Ideas for a Slightly More Powerful CPU

classic Classic list List threaded Threaded
7 messages Options
Reply | Threaded
Open this post in threaded view

Ideas for a Slightly More Powerful CPU

Warren Toomey
I sat down during lunch today and doodled up a design for a replacement CPU for the Hack machine with the same API, but with a few more registers in it, and which has a more traditional machine language. Here's the design, hopefully my flat text document will come out. Comments on the design are most welcome!

            Mack: Warren's Idea for a Slightly More Powerful CPU

Goal: to build a different CPU, using the existing builtin Tecs chips with some extra control logic. Keep the same ALU and the same branch logic, but have multiple registers, and some CPU state flags, as per more popular CPUs.

Basic architecture: ALU; four 16-bit registers: R0, R1, R2, R3; two flag bits (negative and zero) which are set by the last ALU operation. Each instruction is 16 bits. There is up to one RAM fetch and one RAM store in each instruction.

Instruction formats: there are 3 instruction formats: load R0 with a constant, perform an ALU operation, and branch or jump. Here they are:

Load R0 instruction

  0 <15-bit unsigned constant>          Load R0 <- constant

ALU operation instruction

  10 idd iss oooooo ss                  meaning dst = src1 op src2

        dst = src1 op src2              Same 6-bits to control existing ALU,
                                                and 2 bits to identify the dst, src1
                                                and src2 registers.

                                        When i bit is set in iss, we load
                                        from RAM[src1], not src1. When i bit
                                        is set in idd, we save result to
                                        RAM[dst], not the dst register.

                                        Result of the ALU operation clears or
                                        sets the two flag bits: zero, negative.

Branch/Jump instruction
This instruction can encode a relative branch of up to 2048 instructions, or it can encode an absolute jump to the value store in R0.

  11 jjj <11-bit signed constant>       When any of the j bits are set,
                                                      they act like the Hack jump bits.
                                                      Examine the zero and negative flags.
                                                     If a branch, sign extend the constant
                                                     to 16 bits, and add it to the PC.

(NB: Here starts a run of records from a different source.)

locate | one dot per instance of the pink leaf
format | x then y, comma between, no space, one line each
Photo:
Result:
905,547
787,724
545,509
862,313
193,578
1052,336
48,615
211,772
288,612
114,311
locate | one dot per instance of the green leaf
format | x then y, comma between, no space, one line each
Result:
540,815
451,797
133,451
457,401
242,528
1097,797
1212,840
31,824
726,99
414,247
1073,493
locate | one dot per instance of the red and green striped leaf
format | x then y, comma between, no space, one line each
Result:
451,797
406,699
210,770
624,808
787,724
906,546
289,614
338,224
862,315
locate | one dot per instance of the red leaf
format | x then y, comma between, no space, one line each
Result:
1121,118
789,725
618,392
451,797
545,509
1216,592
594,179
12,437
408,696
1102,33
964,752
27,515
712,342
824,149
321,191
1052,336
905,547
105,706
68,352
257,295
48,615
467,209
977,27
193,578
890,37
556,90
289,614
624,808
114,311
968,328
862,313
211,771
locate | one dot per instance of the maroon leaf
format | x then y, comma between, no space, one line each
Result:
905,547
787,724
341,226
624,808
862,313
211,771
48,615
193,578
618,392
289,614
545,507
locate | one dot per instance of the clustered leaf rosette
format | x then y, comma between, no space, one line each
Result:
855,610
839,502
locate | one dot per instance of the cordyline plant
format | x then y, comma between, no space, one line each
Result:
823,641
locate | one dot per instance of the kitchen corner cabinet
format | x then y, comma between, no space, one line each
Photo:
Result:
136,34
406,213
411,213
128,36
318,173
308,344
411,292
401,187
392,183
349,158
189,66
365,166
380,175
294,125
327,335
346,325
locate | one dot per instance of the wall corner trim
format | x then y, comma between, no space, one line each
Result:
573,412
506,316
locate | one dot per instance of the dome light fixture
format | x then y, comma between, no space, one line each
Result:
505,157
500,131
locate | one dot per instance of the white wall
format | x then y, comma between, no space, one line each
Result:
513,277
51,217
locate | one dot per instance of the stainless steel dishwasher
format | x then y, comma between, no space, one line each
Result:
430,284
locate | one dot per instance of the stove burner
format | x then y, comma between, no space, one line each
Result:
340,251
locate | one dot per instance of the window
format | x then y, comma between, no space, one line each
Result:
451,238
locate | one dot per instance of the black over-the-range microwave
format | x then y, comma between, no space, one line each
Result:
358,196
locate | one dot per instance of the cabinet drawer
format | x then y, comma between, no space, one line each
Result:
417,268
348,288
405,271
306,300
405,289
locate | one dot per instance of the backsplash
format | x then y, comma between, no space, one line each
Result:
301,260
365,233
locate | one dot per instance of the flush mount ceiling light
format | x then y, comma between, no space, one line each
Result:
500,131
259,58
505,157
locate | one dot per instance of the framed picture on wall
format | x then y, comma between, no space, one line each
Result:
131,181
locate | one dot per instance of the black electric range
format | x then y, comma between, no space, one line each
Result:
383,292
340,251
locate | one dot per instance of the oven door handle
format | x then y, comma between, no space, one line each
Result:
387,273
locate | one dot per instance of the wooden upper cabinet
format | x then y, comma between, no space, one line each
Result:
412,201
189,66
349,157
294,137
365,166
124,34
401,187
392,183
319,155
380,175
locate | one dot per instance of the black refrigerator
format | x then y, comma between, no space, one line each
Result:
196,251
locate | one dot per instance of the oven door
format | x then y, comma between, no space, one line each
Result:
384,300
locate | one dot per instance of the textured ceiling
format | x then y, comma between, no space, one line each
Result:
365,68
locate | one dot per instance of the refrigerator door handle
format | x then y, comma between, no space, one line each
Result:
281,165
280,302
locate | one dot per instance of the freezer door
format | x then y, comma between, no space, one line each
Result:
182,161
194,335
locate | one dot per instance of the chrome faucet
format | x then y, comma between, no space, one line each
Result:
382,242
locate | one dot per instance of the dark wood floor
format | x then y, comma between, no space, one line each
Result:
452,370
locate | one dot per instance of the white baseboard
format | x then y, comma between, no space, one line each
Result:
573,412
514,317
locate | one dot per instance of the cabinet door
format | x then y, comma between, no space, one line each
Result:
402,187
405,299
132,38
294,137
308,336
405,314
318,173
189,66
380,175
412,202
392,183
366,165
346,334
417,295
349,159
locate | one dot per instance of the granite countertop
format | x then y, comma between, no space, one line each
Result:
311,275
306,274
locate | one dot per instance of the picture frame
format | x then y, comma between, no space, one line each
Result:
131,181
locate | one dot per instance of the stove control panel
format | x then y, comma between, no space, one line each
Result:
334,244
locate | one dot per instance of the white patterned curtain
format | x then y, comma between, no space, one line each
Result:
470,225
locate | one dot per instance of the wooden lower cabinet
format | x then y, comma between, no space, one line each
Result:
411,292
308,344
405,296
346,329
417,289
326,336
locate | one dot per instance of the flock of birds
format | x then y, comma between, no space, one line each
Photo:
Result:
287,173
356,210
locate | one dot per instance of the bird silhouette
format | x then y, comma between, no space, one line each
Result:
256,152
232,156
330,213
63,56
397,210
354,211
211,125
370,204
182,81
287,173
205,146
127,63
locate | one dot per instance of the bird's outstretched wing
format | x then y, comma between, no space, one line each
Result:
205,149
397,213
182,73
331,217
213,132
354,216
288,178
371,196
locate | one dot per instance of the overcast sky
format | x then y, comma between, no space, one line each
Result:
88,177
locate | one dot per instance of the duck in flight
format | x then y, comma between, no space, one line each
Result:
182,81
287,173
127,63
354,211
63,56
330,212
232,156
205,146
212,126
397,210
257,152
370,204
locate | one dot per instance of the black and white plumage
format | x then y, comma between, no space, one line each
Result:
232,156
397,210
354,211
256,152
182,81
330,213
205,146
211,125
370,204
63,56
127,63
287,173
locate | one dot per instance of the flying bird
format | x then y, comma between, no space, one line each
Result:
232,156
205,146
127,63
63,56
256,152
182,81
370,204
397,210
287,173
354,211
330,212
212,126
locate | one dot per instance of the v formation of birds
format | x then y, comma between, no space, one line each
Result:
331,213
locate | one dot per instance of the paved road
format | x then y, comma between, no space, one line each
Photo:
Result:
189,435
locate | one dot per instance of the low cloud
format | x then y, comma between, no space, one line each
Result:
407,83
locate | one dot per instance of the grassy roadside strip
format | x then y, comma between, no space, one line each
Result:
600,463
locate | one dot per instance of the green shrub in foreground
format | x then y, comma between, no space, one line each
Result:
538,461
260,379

                                        However, when all the j bits are off,
                                        this is an unconditional jump. Load
                                        the contents of R0 into the PC.

Assembly Syntax

label:                                identifier followed by colon
  R0 = constant                 Load R0 with constant instruction

  [*]Rn = [[*]Rn] op Rn         ALU instruction, * means indirect addressing,
                                          [ ] means that this is optional

  Bxx label                     Relative branch to label, +/- 2048 instructions
                                    Bxx is BEQ, BNE, BLT, BLE, BGT, BGE, or BR
                                    for an unconditional branch.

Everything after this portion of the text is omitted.